In between time putting pieces together with family, I spent the fall speaking to students about Praxis.  Giving inspirational talks on innovation and entrepreneurship was not easy while dealing with the stunning loss of two close family members.  What should have been the most exciting fall of my life was the saddest, and I had to push myself just to keep at it.

It’s been a bit more than three months since the death of my nephew Ryland and my father in law Mike.  So much has happened, and so much good, but we’re still trying to process it.  Parenting is hard enough as it is, but it’s been especially challenging trying to help a brooding 8 year old, a quietly perceptive 4 year old, and a loquacious 2 year old understand and deal with death.  They randomly recall memories that make holding back tears impossible.  I’m thankful for that.

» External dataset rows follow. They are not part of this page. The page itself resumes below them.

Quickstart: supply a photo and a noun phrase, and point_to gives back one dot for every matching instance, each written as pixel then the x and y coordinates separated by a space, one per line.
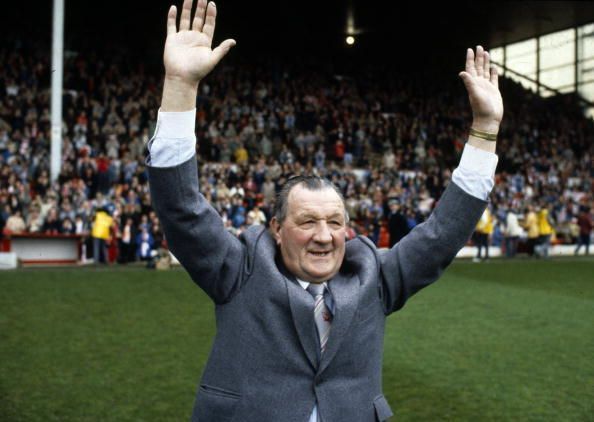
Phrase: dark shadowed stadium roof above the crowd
pixel 384 29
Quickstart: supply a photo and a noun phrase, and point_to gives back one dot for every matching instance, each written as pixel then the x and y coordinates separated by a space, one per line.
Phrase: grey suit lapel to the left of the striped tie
pixel 302 305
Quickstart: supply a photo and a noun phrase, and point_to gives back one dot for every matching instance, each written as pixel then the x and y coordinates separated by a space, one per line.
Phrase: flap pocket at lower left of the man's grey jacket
pixel 215 404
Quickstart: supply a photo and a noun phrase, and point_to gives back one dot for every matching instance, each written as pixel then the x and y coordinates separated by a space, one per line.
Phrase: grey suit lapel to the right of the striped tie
pixel 345 293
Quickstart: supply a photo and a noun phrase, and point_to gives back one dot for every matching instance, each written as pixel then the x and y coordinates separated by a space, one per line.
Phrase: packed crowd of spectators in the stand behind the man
pixel 388 141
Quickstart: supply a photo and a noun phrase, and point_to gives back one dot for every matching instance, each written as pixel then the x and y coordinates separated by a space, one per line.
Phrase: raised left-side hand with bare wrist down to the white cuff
pixel 188 55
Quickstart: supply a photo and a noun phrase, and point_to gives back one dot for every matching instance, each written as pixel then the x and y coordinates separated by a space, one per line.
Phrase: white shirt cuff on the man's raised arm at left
pixel 174 141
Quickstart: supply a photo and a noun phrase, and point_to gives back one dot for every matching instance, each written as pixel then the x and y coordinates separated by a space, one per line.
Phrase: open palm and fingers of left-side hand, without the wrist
pixel 188 55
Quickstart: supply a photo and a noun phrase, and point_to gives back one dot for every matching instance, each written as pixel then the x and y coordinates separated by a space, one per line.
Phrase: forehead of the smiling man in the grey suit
pixel 320 202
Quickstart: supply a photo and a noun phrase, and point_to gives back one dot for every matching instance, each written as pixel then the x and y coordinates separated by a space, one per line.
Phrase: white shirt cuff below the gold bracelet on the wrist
pixel 476 172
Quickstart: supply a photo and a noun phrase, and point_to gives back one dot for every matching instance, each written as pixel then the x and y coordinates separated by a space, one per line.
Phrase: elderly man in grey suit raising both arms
pixel 300 311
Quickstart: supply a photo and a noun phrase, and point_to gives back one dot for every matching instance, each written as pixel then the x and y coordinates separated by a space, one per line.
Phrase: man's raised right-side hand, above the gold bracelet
pixel 483 91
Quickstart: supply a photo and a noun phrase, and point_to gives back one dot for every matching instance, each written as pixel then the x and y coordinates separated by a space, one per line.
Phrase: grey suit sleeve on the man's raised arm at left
pixel 194 231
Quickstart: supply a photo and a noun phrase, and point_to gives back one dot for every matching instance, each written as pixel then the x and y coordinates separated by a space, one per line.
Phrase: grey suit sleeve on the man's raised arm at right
pixel 421 256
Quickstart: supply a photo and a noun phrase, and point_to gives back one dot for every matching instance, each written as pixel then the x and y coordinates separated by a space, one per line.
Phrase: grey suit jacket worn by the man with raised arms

I did not plan on writing any kind of year-end reflection, and I have not been doing daily blogging here since I launched Praxis, but this cool little blog year in review stirred up a lot.  I was especially moved to see that the most popular post on the site by a mile was an interview with my sister in the summer, which was reposted by several people while Ryland was in the hospital and after he moved on from this life.  I’m glad to have been able to lend something to the literally thousands of people who took compassion on her family and wanted to know more.

Considering the year and imagining 2014 leaves me speechless.  (If you know me, you know that’s a rarity).  I can’t say I’m full of a lot of joy, or anger, or even sadness.  I’m waiting for the inertia of life to slow down again so I can get back in the driver’s seat…or at least the useful illusion of being there.

I will say this: never have I had such a deep appreciation for the kindness of strangers than in 2013.  Friends and family have been amazing, but that’s not a surprise to me.  Scores of random people and internet acquaintances have truly and unexpectedly made the joys so much greater, and the grief so much less lonely.  Thank you.

Below is what WordPress sent me to summarize this year of blogging.  Thanks for being a part of it.

Here’s an excerpt:

The concert hall at the Sydney Opera House holds 2,700 people. This blog was viewed about 21,000 times in 2013. If it were a concert at Sydney Opera House, it would take about 8 sold-out performances for that many people to see it.